Lake started at left field on Opening Day in 2014. He hit his 7th and 8th home runs of the season in a game against the Miami Marlins on June 7, it was his second career multi-homerun game. After hitting just .216 with 9 home runs for the Cubs in 2014, Lake was optioned back to the Triple-A Iowa Cubs on August 16.

Lake spent the majority of the 2015 season in Triple-A for the Cubs. He was called up and played in 21 games for the Cubs due to numerous injuries in the outfield.

===Baltimore Orioles===
On July 31, 2015, Lake was traded to the Baltimore Orioles in exchange for Tommy Hunter. Lake appeared in 8 games for the Orioles, batting .136. On December 10, Lake was designated for assignment by Baltimore.

===Toronto Blue Jays===
On December 18, 2015, Lake was claimed off waivers by the Toronto Blue Jays. Lake was added to their active roster on June 24, 2016. He was designated for assignment on July 25 after José Bautista returned from the disabled list. He cleared waivers, and was outrighted to the Triple-A Buffalo Bisons on July 31. Lake was brought up to the Blue Jays on August 10 when Bautista was once again placed on the disabled list. On August 16, Lake was designated for assignment after the Blue Jays activated Ezequiel Carrera. Lake played in 22 games for the Blue Jays in 2016, hitting .200 with one home run and two RBI. He elected free agency following the season on November 7.

===Boston Red Sox===
On December 9, 2016, Lake signed a minor league contract with the Boston Red Sox. In 19 games for the Triple–A Pawtucket Red Sox, he batted .246/.292/.312 with no home runs, one RBI, and two stolen bases. Lake was released by the Red Sox organization on May 1, 2017.

===Bravos de León===
On June 20, 2017, Lake signed with the Bravos de León of the Mexican League. In 41 games for León, he slashed .288/.411/.510 with six home runs, 34 RBI, and four stolen bases.

On February 14, 2018, Lake signed a minor league contract with the Seattle Mariners organization. He was released prior to the start of the season on March 28.

On April 7, 2018, Lake re-signed with the Bravos de León of the Mexican League. In 5 games for the team, he went 2–for–14 (.143) with no home runs, 1 RBI, and 4 stolen bases.

===Toros de Tijuana===
On July 10, 2018, Lake was traded to the Toros de Tijuana of the Mexican Baseball League. He played in 46 games for Tijuana in his first campaign, hitting .274/.383/.451 with 7 home runs, 37 RBI, and 6 stolen bases. In 2019, Lake made 114 appearances for Tijuana, slashing .306/.410/.528 with 21 home runs, 85 RBI, and 25 stolen bases. Lake did not play in a game in 2020 due to the cancellation of the Mexican League season because of the COVID-19 pandemic.

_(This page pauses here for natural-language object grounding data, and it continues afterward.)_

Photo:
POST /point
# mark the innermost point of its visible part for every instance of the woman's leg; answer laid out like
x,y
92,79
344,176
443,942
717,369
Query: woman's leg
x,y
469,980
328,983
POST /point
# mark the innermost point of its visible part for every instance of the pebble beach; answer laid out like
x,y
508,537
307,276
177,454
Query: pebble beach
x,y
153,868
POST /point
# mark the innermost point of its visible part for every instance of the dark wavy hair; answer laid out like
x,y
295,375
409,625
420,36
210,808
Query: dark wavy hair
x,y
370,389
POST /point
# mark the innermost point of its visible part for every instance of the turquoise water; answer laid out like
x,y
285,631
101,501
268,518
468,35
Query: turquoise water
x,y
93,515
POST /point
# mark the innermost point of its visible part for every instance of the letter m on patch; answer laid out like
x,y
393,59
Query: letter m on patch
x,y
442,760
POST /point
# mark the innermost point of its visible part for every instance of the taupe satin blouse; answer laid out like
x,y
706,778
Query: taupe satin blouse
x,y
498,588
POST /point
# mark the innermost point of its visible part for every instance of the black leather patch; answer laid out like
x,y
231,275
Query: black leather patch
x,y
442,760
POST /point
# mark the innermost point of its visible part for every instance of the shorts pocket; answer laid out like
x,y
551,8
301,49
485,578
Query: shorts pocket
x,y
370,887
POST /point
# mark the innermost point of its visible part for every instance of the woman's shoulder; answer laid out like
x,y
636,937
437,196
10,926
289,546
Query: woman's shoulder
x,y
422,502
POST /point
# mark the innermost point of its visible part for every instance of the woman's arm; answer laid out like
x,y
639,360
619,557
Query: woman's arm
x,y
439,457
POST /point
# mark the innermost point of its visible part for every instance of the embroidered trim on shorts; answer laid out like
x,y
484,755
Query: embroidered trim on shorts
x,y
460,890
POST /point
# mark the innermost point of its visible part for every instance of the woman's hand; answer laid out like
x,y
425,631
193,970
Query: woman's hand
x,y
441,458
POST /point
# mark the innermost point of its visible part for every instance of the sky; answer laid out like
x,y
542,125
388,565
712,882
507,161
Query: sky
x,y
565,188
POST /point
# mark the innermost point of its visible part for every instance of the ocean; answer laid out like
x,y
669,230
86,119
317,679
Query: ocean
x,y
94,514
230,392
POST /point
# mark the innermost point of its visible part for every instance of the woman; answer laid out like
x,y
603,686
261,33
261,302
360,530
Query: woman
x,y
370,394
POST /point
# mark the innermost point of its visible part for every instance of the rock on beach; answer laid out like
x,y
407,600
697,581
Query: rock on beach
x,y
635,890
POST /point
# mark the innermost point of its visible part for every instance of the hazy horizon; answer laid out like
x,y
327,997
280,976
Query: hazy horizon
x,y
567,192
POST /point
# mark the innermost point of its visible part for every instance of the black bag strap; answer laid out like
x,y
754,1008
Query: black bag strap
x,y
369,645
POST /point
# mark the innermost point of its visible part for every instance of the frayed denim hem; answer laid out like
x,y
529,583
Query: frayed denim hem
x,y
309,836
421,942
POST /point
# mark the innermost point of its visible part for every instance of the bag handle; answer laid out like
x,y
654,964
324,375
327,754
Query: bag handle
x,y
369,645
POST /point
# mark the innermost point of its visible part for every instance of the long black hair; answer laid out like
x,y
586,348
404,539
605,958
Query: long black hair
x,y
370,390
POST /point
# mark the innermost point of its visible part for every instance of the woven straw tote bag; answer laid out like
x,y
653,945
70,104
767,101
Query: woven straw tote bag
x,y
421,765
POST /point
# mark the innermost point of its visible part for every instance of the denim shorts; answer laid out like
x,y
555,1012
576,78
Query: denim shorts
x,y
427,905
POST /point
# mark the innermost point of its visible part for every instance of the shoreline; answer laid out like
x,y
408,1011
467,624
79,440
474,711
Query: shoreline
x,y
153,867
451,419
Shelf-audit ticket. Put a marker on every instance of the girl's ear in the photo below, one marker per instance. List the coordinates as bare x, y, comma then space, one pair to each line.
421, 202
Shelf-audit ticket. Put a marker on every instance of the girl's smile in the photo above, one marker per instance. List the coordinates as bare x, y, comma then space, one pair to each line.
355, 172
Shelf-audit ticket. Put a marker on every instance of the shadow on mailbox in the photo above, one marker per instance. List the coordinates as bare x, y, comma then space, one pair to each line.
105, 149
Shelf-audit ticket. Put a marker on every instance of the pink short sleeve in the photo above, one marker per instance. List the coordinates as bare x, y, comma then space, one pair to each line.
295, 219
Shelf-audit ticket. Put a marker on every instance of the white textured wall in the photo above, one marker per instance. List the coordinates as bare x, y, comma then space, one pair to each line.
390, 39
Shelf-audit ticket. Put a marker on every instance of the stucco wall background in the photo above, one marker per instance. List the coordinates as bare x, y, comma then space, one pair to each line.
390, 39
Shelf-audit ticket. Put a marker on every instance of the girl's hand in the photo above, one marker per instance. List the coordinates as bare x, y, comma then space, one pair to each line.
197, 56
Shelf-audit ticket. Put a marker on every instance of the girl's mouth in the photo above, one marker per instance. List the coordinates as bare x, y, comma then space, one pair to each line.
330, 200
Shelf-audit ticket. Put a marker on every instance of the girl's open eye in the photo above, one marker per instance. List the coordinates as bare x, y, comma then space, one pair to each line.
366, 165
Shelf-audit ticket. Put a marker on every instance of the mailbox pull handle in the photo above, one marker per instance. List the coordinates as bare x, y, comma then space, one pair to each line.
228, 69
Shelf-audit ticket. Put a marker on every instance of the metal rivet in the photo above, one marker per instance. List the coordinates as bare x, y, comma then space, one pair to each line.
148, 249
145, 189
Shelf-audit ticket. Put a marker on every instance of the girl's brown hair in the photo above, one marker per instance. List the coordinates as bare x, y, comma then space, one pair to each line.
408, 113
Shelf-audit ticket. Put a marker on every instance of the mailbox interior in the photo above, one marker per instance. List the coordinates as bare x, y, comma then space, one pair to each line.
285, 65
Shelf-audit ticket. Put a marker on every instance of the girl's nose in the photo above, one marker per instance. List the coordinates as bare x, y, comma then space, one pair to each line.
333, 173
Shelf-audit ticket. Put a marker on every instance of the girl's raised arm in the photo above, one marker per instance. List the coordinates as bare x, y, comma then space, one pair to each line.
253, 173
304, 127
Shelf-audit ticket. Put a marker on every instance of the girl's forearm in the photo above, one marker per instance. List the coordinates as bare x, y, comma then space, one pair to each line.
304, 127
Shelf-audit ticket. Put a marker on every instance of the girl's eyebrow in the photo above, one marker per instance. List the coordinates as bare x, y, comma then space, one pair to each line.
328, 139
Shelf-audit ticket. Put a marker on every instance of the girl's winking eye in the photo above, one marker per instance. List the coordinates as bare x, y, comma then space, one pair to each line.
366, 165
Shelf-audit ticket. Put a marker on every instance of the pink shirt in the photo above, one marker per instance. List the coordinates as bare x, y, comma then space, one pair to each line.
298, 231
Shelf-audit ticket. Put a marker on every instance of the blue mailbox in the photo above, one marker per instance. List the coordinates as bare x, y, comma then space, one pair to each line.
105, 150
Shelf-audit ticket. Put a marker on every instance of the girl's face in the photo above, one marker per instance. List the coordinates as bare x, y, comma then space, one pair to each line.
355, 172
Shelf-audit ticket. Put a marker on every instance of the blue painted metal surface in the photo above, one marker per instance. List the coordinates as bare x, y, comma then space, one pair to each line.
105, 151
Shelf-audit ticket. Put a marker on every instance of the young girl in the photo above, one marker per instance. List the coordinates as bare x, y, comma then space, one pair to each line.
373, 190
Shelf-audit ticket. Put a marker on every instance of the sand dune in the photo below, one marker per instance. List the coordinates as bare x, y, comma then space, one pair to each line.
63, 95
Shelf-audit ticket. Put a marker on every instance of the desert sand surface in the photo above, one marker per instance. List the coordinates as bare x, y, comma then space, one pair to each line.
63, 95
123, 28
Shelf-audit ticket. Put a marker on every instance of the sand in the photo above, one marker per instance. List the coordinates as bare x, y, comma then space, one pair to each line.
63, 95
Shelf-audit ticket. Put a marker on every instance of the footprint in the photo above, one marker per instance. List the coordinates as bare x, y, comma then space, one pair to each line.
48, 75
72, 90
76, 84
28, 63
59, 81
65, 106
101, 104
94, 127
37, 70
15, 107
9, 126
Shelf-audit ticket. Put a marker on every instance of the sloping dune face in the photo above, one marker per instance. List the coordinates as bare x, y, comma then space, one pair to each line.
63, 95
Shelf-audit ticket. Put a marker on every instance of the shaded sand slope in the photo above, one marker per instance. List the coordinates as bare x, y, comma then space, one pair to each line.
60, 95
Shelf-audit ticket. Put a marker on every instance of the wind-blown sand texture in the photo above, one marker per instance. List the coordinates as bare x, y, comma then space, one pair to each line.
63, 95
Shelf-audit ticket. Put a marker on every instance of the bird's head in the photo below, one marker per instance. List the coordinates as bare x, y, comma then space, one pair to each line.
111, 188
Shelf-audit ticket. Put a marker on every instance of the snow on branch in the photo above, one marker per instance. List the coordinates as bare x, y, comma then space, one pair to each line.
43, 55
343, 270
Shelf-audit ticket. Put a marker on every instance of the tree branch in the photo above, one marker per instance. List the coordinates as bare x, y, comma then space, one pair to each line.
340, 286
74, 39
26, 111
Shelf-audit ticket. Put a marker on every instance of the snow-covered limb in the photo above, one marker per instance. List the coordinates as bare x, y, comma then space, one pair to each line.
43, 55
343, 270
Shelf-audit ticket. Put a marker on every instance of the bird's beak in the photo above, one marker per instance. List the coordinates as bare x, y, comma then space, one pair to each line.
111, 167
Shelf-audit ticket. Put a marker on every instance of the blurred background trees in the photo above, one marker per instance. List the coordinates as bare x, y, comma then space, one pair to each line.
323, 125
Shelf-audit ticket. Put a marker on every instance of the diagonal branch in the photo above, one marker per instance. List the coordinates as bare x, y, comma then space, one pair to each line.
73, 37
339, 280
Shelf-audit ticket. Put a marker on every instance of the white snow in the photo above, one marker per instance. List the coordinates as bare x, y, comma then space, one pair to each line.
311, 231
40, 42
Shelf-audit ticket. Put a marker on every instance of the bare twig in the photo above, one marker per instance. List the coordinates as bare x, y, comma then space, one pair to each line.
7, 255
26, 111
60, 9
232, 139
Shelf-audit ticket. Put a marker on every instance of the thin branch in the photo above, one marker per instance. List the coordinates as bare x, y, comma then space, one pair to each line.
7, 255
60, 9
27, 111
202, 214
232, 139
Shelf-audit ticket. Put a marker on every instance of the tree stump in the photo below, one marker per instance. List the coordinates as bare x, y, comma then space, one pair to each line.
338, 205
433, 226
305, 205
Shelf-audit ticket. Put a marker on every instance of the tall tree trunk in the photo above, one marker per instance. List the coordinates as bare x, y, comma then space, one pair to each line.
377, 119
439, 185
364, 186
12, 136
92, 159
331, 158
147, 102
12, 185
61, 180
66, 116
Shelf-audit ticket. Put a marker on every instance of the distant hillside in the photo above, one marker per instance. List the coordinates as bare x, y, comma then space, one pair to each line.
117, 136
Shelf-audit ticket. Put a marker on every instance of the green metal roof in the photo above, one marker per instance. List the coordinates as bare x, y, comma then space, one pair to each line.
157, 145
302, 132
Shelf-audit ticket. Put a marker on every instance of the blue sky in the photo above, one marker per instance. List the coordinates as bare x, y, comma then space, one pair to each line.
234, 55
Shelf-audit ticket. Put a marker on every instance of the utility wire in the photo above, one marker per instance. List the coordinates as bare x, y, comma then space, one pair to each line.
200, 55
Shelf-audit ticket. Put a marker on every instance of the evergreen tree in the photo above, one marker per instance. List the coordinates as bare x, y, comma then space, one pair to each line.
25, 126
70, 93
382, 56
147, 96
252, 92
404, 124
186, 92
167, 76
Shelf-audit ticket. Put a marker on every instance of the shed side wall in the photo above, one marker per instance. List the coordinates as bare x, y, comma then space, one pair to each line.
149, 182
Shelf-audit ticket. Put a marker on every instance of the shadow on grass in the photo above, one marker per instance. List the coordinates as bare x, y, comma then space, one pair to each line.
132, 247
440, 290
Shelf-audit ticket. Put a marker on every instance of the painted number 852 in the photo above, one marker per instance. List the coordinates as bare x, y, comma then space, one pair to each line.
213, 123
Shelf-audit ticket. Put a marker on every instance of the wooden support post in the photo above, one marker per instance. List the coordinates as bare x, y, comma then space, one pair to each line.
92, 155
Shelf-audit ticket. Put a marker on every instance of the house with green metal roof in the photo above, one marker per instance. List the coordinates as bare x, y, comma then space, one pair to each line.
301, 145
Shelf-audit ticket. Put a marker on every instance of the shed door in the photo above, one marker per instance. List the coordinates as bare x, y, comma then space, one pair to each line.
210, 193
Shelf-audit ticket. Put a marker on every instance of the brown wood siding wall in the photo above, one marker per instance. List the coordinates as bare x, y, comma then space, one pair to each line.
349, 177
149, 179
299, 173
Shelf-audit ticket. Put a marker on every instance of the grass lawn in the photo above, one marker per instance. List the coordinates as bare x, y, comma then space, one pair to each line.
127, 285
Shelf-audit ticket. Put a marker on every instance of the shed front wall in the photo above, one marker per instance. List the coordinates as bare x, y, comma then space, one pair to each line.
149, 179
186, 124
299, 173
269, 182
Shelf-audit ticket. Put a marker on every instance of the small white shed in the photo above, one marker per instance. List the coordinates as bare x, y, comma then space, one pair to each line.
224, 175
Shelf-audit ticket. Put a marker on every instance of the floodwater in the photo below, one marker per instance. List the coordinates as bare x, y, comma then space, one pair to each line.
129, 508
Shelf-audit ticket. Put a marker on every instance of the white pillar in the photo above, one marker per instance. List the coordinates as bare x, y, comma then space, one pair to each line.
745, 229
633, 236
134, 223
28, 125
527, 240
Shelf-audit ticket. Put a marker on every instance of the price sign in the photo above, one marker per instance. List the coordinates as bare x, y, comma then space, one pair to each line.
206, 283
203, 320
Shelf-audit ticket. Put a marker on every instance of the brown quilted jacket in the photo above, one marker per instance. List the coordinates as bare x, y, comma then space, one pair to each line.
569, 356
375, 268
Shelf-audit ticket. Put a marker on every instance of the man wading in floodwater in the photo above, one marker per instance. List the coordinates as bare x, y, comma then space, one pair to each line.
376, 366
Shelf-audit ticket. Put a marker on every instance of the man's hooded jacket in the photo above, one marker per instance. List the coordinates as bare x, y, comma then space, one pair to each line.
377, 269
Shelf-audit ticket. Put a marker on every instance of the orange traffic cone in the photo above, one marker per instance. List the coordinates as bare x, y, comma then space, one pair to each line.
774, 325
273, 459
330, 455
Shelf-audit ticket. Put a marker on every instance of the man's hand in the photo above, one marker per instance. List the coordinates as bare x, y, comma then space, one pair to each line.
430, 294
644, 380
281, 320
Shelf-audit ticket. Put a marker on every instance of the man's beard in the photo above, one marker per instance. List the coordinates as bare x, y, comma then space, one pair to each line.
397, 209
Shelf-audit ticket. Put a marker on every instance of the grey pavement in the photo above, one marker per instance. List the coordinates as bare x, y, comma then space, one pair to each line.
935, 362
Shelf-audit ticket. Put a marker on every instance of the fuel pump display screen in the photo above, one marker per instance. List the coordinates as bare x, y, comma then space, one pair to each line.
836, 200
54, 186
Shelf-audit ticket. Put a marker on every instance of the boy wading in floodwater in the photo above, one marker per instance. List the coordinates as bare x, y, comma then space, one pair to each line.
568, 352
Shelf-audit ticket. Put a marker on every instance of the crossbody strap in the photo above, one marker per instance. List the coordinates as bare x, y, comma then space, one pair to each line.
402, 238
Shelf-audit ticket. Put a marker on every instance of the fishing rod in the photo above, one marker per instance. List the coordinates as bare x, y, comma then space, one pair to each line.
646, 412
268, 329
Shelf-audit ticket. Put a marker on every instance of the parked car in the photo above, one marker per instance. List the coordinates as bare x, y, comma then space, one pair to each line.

Lake played in 64 games for the Toros in 2021, batting .293/.390/.485 with 10 home runs, 29 RBI, and 4 stolen bases. The following season, he appeared in 88 contests for the team, slashing .318/.377/.559 with 22 home runs, 79 RBI, and 10 stolen bases. Lake returned in 2023, appearing in 5 games before being placed on the injured list on April 27.

===El Águila de Veracruz===
On May 12, 2023, Lake, along with P Samuel Zazueta and P Tyler Madrigal, were traded to El Águila de Veracruz of the Mexican League in exchange for P Luis Márquez. In 65 games for Veracruz, Lake hit .298/.414/.513 with 13 home runs, 43 RBI, and 8 stolen bases.

===Toros de Tijuana (second stint)===
On January 26, 2024, Lake signed with the Toros de Tijuana of the Mexican League. In 88 appearances for Tijuana, he batted .257/.353/.457 with 15 home runs, 40 RBI, and 15 stolen bases.

In 2025, Lake re-signed with Tijuana for a second consecutive season. In 89 games he hit .299/.392/.493 with 16 home runs, 60 RBIs and 18 stolen bases.

==International career==
After the 2020 season, Lake played for the Dominican Republic in the 2021 Caribbean Series.